Die Unterscheidung zwischen "unserer Kultur" und "fremden Kulturen" wurde in Europa durch die Eröffnung der ersten ethnologischen Museen um die Mitte des 19. Jahrhunderts institutionell verankert. Diese Unterscheidung lebt inner- und außerhalb der Museen weiter fort und entfaltet ihre politische Brisanz besonders in Zeiten, in denen so viele Menschen auf der Flucht sind wie selten zuvor. Die Ausstellung "fremd" befragt Präsentationsweisen des ethnologischen Museums und deren Effekte. Welches Bild des / der Fremden wird konstruiert? Was bedeutet es, wenn "fremde Kulturen" ohne ihre Geschichte und auch ohne ihre Gegenwart präsentiert werden? Welche Position und welche Haltung nehmen wir als Besucher*innen gegenüber der musealen Präsentation ein? Ausgehend von dieser Befragung soll die Ausstellung Raum bieten, nicht nur über die Aufgaben und die Zukunft des ethnologischen Museums sondern auch über "das Fremde" zu diskutieren.

Mit Arbeiten von: 
Rebekka Katharina Bauer, Juliane Bülow, Jamal Cazaré, Cora Czarnecki, Juanzi Cheng, Julia Dubsky, Charlotte Eifler, Katrin Eßer, Philipp Farra, Maike Hautz, Frank Holbein, Juliane Jaschnow, Deborah Jeromin, Marius Land, Vanessa Opoku, Gregor Peschko, Nicola Piccini, Clara Pötsch, Felix Pötzsch, Nadine Rangosch, Karoline Schneider, Stefania Smolkina, Hanna Stiegeler, Ernst Sylvester, Clara Wieck, Katrin Winkler, Julia Zureck

Kuratorisches Team: 
Benjamin Meyer-Krahmer, Clemens von Wedemeyer, Anke Dyes, Anna Jehle

Initiiert von: 
Nanette Snoep und Benjamin Meyer-Krahmer

Eintritt: 8/6 Euro, bis 16 Jahre frei

  

A cooperation between the Grassi Museum für Völkerkunde Leipzig and the Academy of Fine Arts Leipzig (HGB)

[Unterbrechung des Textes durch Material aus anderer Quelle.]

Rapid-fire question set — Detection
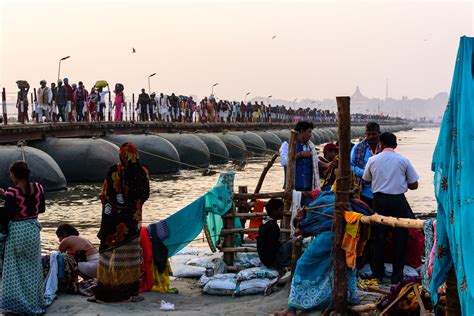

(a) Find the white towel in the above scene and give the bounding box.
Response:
[44,251,59,306]
[290,190,302,237]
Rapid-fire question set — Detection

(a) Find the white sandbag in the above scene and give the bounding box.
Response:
[234,252,262,268]
[234,278,278,296]
[186,256,216,267]
[172,264,206,278]
[197,273,237,287]
[176,247,212,256]
[203,278,237,296]
[236,267,279,281]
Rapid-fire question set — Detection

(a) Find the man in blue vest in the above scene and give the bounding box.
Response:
[279,121,320,191]
[350,122,381,207]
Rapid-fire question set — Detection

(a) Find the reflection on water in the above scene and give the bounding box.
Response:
[40,128,439,253]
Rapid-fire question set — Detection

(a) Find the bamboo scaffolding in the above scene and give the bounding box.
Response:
[220,228,291,235]
[254,153,279,194]
[221,247,258,253]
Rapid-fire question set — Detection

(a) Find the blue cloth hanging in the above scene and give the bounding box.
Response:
[431,36,474,314]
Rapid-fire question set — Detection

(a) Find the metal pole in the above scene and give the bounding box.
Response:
[2,88,7,125]
[333,96,351,314]
[148,77,151,95]
[132,93,135,122]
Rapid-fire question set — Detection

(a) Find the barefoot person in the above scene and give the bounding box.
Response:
[90,142,150,303]
[56,224,99,279]
[0,161,46,315]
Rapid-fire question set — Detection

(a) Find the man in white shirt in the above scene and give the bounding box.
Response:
[37,80,52,123]
[362,132,419,284]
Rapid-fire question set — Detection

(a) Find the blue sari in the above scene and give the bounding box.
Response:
[431,36,474,314]
[288,191,372,311]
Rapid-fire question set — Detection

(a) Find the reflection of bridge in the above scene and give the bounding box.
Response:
[0,121,408,144]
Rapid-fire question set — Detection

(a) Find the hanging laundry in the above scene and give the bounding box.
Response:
[139,226,155,292]
[342,211,370,269]
[421,218,435,293]
[248,199,265,240]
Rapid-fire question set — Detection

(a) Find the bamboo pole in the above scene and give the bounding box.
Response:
[254,153,279,194]
[283,130,297,240]
[221,247,258,253]
[333,96,351,314]
[234,191,287,200]
[2,88,7,125]
[360,214,424,229]
[220,228,291,235]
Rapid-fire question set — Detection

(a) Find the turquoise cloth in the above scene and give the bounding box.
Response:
[431,36,474,314]
[288,231,358,311]
[163,172,235,257]
[0,219,45,314]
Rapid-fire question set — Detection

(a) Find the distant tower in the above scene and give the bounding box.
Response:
[385,78,389,100]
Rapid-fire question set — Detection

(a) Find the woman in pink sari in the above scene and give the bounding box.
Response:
[114,91,124,121]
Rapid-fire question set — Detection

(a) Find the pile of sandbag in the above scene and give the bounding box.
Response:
[199,267,279,296]
[170,248,225,279]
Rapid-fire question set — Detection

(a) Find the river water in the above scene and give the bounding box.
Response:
[40,127,440,252]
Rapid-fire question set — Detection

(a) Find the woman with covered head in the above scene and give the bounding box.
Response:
[90,142,150,303]
[0,161,46,314]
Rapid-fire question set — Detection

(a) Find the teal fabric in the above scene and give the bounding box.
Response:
[205,172,242,248]
[163,172,235,256]
[431,36,474,314]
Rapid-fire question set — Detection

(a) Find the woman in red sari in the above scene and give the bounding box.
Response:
[90,143,149,303]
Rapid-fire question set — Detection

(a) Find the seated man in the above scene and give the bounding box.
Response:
[56,224,99,279]
[257,198,292,270]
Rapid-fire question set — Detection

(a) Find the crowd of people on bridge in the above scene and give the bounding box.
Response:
[11,79,398,124]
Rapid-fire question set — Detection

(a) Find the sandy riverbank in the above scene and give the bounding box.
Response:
[44,278,292,316]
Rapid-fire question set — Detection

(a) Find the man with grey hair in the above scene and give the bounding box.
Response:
[37,80,52,123]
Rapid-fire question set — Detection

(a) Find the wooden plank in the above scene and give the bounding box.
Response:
[221,247,258,253]
[233,191,287,200]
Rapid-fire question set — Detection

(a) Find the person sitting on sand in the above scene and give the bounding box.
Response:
[56,223,99,279]
[257,198,292,270]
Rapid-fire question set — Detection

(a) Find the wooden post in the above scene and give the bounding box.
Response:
[283,130,297,240]
[223,209,235,266]
[132,93,135,122]
[333,96,351,314]
[2,88,7,125]
[30,92,34,122]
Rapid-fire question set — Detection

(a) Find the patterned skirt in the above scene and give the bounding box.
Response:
[95,236,141,302]
[0,219,45,314]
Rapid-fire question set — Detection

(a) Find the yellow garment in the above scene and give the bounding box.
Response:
[344,211,364,238]
[397,284,423,311]
[150,258,177,293]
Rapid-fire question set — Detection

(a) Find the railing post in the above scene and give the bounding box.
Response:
[132,93,135,122]
[333,96,351,314]
[2,88,7,125]
[30,92,34,123]
[108,89,112,121]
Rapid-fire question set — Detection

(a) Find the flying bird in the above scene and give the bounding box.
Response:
[272,35,277,40]
[132,47,136,53]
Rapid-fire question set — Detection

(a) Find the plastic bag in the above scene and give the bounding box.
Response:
[203,278,237,296]
[236,267,279,281]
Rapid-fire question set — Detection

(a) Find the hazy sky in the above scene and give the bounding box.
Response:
[1,0,473,101]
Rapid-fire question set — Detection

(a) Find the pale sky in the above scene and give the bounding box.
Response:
[1,0,473,101]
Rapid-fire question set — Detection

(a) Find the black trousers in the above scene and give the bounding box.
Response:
[371,192,414,284]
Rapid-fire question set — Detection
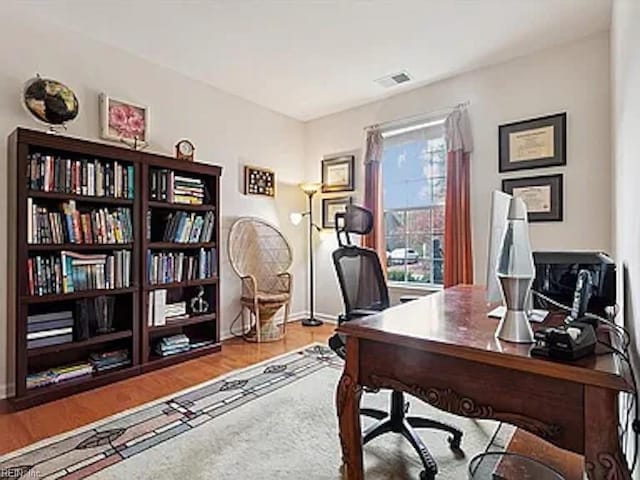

The distinction between "our culture" and "foreign cultures" was institutionally established in Europe when the first ethnological museums opened in the second half of the 19th century. This distinction continues to live on inside and outside the museum, unfolding its socio-political relevance especially at a time when as many people are searching refuge as rarely before. The exhibition "fremd" raises the question of modes of display in ethnological museums and their effects. Which image of the "foreign/er" is constructed? What does it mean to present "foreign cultures" as having no history? Which position and stance do "we", as spectators, take in the face of the museum's display? Taking this questioning as a starting point, the exhibition will provide the opportunity to not only discuss the function and future of the ethnological museum but also the notion of "the foreign" as such.

Works by:
Rebekka Katharina Bauer, Juliane Bülow, Jamal Cazaré, Cora Czarnecki, Juanzi Cheng, Julia Dubsky, Charlotte Eifler, Katrin Eßer, Philipp Farra, Maike Hautz, Frank Holbein, Juliane Jaschnow, Deborah Jeromin, Marius Land, Vanessa Opoku, Gregor Peschko, Nicola Piccini, Clara Pötsch, Felix Pötzsch, Nadine Rangosch, Karoline Schneider, Stefania Smolkina, Hanna Stiegeler, Ernst Sylvester, Clara Wieck, Katrin Winkler, Julia Zureck

Curatorial Team:
Benjamin Meyer-Krahmer, Clemens von Wedemeyer, Anke Dyes, Anna Jehle 

Initiated by: 
Nanette Snoep and Benjamin Meyer-Krahmer

 

AUSSTELLUNGSREIHE: GRASSI invites

Seit vielen Jahren ist die ethnologische Museumslandschaft in Europa stark in Bewegung. Manche sprechen sogar von einer grundsätzlichen Krise des Völkerkundemuseums: Namenswechsel, Neukonzeptionen der Dauerausstellung, interdisziplinäre Kooperationen, Zusammenarbeit mit sogenannten "source communities", künstlerische Interventionen und andere Experimente zeigen diese Veränderungen deutlich. Auch das GRASSI Museum für Völkerkunde zu Leipzig reagiert auf diese Diskurse und möchte Raum für kritische Auseinandersetzungen bieten.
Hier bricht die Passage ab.